Fun fact: Goldman Sachs spends $1.9B on technology ever year. Palantir spends about $1B (if you add COGS/Infra + R&D).
It looks like the company (ticker: HIMS) has made a lot of noise about being an AI-enabled telehealth company etc., so it might be one of those "because it's on the internet" things.
Great question. I included them because they would argue very tech enabled. Also, around $10B market cap cutoff. In a future iteration I may make it so you can edit which companies get displayed...if that's interesting to people.
Maybe because it's HQ is in the Bay area? :)
If Netflix is a tech company, why aren’t any of the other streaming businesses?
I guess that’s just Comcast and Disney, since Paramount went private, and WarnerBros is about to also.
In my experience using both Netflix and Disney+ I have to say that Netflix is clearly a tech company or Disney+ is a pigeon carrier company.
Can you include bitcoin?
Oh man being able to pick the time range is awesome. I hate hate hate standard financial data tables and how they just show you "today's performance". Absolutely useless, nobody in retail cares outside of gambling day traders. How is it that even giants like Fidelity can't get this right? I need to be able to see my portfolio's performance over the last month, year, 5 years!
I didn't realize that Doordash was doing so well.
It's doing well, TODAY. 6% daily bumps are big but they happen all the time. Look at its performance over the past year for a better picture.
There are apparently a lot of people, if probably a small subset of the population, who will pay a big premium for delivered food.
Incredibly well
This, and pretty much every other hobby project posted on HN, gets blocked by my corporate firewall. Anyone know why this might be the case? I'm guessing it might be something to do with SSL but not sure. Otherwise my corp has unrestricted access to internet.
This is the scary thing about OpenAI. When the OpenAI bubble pops it is going to cause an immense amount of 401k pain for a lot of people.
OpenAI is not a public company - it shouldn't affect anyone's 401K.
It will affect Microsoft, NVidia, Oracle at least and many other companies which have deals with them.

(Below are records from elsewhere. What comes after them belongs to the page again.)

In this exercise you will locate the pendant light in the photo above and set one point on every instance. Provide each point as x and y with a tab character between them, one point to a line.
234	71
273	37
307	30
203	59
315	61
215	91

And when it does, the losses in their 401Ks will be due to the artificial gains they've been seeing in the last few years.
IOW, I don't expect people's 401K to dip below what it would have been had the AI bubble never existed.
Thinking of maybe including private companies on here some day too. A few people recommended.
It's totally wild to me that Cisco is still a top-20 entry on this map, in light of the fact that their products contain 100% frozen concentrated garbage juice and they haven't made anything that benefitted the customer in more than 20 years.